The truth is that I have faced more challenging interfaith spaces while on the phone with my parents than I have at any dialogues since moving to Boston. I cannot stress the importance of interfaith spaces that stress the finding of common ground, but if we truly want peace and understanding for the world we have to be seeking out a version of the other that is truly just that. Interfaith spaces have trained me to live in Boston, but they have not trained me to go back home to Texas. I think we need to challenge interfaith spaces that don’t include real difference or a truly other. The assumed common ground can be a great opportunity for those who are similar to unite, but it can at the same time limit those who feel invited. The prospects for peace in this country will require this kind of work across thick boundaries and fundamental differences.

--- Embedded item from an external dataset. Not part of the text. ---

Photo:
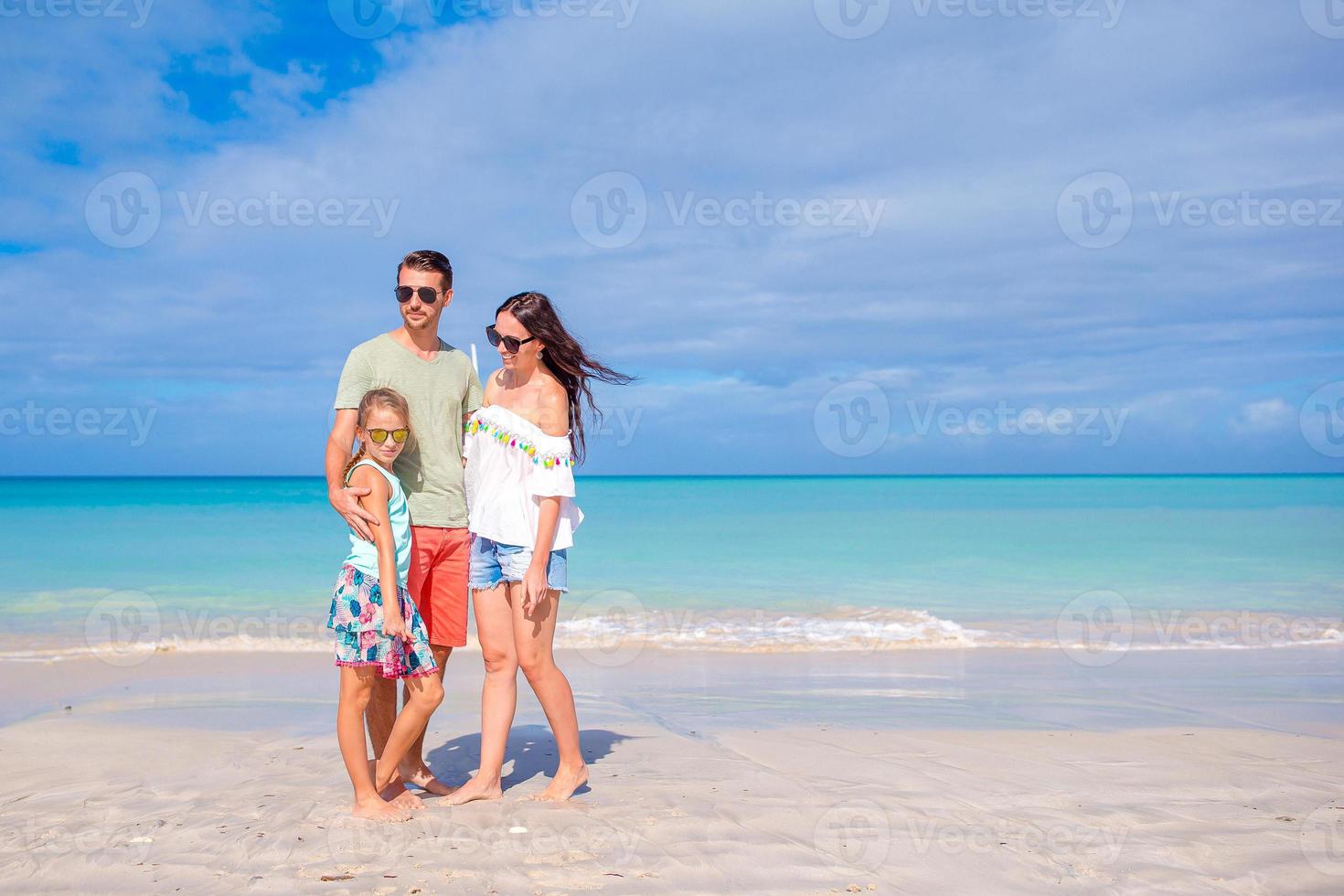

In conclusion, I first came to interfaith dialogue as a way of expanding my world. While accomplishing that goal in many ways, I have found that I regularly engage with those who look like me rather than those who hold different values. Too often, I think my passion for the interfaith movement is more progressive and challenging than it actually is. While I have met those from all types of backgrounds and faiths who I share common ground with, I have seemingly lost sight of the blatant difference that does what interfaith dialogue initially did. If we want to make good on our claims that we need “the other” and difference to be ourselves, then we can’t simply embrace the type of difference that looks the same as us. Interfaith dialogue changed my world because it asked me to be vulnerable, to be wiling to learn, and to affirm that my experience of the world is not complete. If it is to continue to be that type of work, interfaith dialogue must include not only diversity of beliefs that reach common ground, but also those who fundamentally oppose it.